加熱調理を経て、もっとも残存率が高いのは蒸し調理。ビタミンCが水溶性ビタミンであるからか、茹で調理では半分以上のビタミンCが失われてしまっています。
ビタミンCの残存率のデータは正しいか?
ビタミンCには還元型(L-アスコルビン酸)と酸化型(デヒドロアスコルビン酸)があり、以前は「還元型ビタミンCが酸化することによってビタミンCとしての作用がなくなる」と言われ、還元型のみが分析されていました。最近では酸化型も体内で還元型に変換されることから、総ビタミンC量としては両者の合計で表示されることが多いです。
つまり、古い文献ではビタミンCとしてカウントできるはずの酸化型ビタミンCが除外されてしまっているため、本来の数値よりも少ない情報として載ってしまっているということ。
しかし、酸化型ビタミンCの還元率等は解明されていない部分も多く、酸化型が還元型と同じようにビタミンCとして使えるかと言ったら現状、イエスorノーでは答えられないでしょう。
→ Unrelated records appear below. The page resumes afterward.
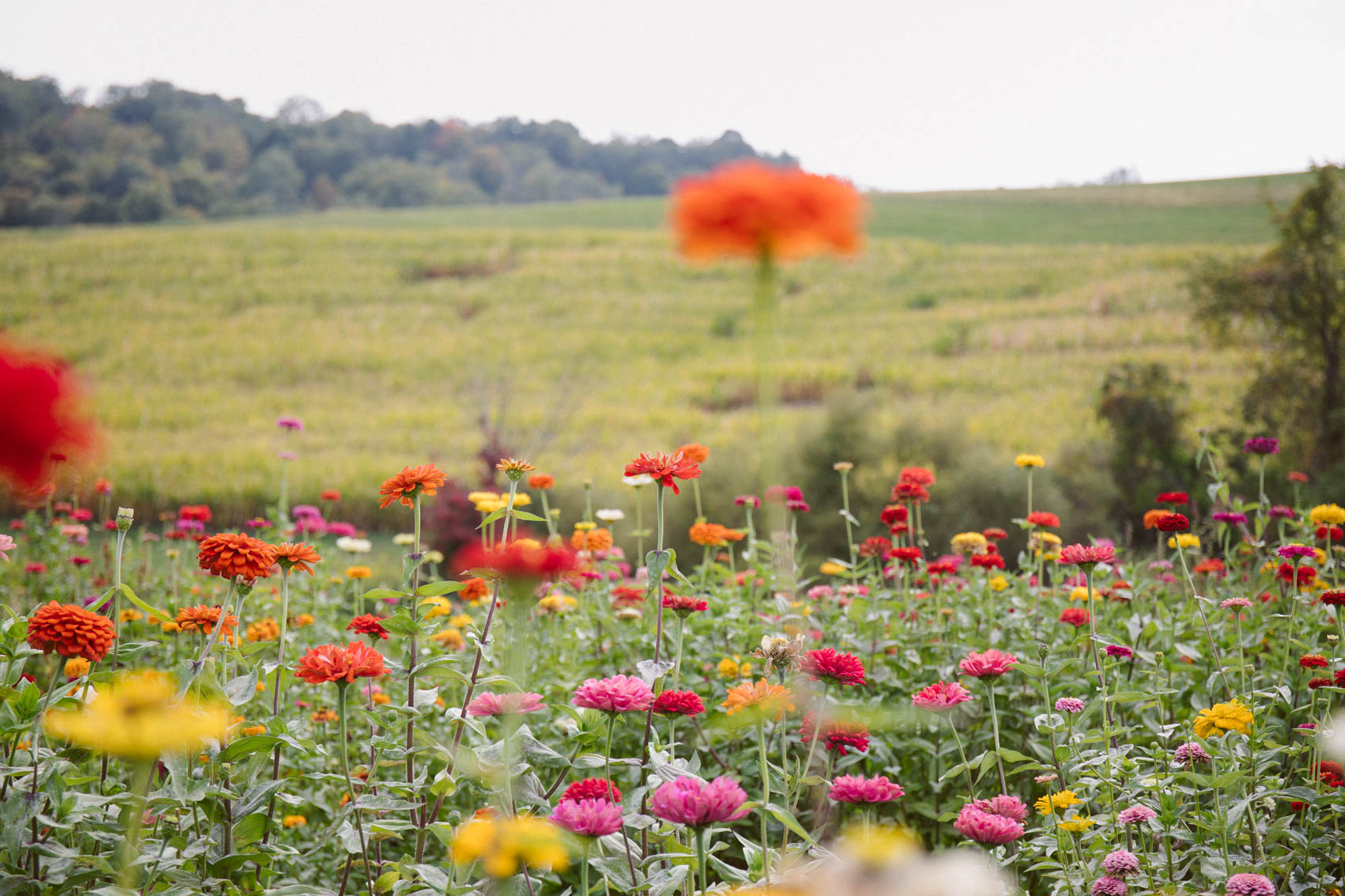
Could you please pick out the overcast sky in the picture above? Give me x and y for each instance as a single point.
(895, 93)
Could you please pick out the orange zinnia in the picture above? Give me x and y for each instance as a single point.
(771, 701)
(203, 619)
(411, 482)
(757, 210)
(240, 556)
(332, 662)
(291, 556)
(70, 631)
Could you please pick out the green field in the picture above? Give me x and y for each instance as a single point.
(580, 328)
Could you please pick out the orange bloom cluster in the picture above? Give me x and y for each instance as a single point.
(756, 210)
(411, 482)
(332, 662)
(70, 631)
(240, 556)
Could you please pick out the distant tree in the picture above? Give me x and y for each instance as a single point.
(1289, 304)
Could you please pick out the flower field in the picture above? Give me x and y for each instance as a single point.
(205, 704)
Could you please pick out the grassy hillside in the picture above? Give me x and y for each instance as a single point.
(591, 339)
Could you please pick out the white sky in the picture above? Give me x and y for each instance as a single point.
(893, 93)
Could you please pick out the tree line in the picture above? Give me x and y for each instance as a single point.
(152, 151)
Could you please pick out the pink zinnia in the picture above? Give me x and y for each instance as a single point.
(987, 665)
(941, 696)
(854, 788)
(588, 817)
(615, 694)
(833, 666)
(510, 704)
(686, 801)
(987, 828)
(1248, 886)
(1087, 554)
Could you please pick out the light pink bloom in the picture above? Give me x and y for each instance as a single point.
(615, 694)
(510, 704)
(588, 817)
(854, 788)
(689, 802)
(987, 828)
(987, 665)
(941, 696)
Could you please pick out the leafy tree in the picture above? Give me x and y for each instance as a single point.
(1289, 304)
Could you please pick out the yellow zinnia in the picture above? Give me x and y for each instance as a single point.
(502, 844)
(1224, 717)
(140, 719)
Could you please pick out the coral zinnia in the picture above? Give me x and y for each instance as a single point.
(70, 631)
(409, 483)
(332, 662)
(755, 210)
(40, 408)
(833, 666)
(665, 468)
(240, 556)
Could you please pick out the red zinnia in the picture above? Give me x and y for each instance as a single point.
(70, 631)
(367, 625)
(678, 702)
(665, 468)
(40, 406)
(238, 556)
(833, 666)
(332, 662)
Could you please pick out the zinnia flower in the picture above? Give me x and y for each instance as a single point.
(856, 788)
(588, 817)
(332, 662)
(411, 482)
(991, 663)
(665, 468)
(832, 666)
(615, 694)
(686, 801)
(70, 631)
(941, 696)
(756, 210)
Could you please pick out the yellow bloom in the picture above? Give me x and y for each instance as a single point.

還元型のみを分析したデータかそうでないかは分析法で分けられます。ただ、上記のデータは分析の手法が不明確な文献が多いために解釈には注意が必要である旨が論文に記載されています。
どちらにせよ、調理することによってビタミンCが減少してしまうことは念頭に置いておいたほうが良さそうです。蒸し調理や電子レンジ調理では失われるビタミンCも少ないようですが、とにかく多く摂取したい場合は、やはり生食が一番確実でしょう。
野菜に含まれるアスコルビン酸オキシダーゼという酵素の作用によって、野菜を切る、ミキサーですり潰すといった調理がされると、ビタミンCは還元型から酸化型になっていきます。
総ビタミンC量としては大きく変化しないため、栄養価としては含有量のほとんどを摂取できると考えられますが、前述の酸化型ビタミンCの作用まで気になる方はそのまま食べられるものから摂取した方が良いかもしれません。
この時期だったら、みかんですね。みかん食べましょう。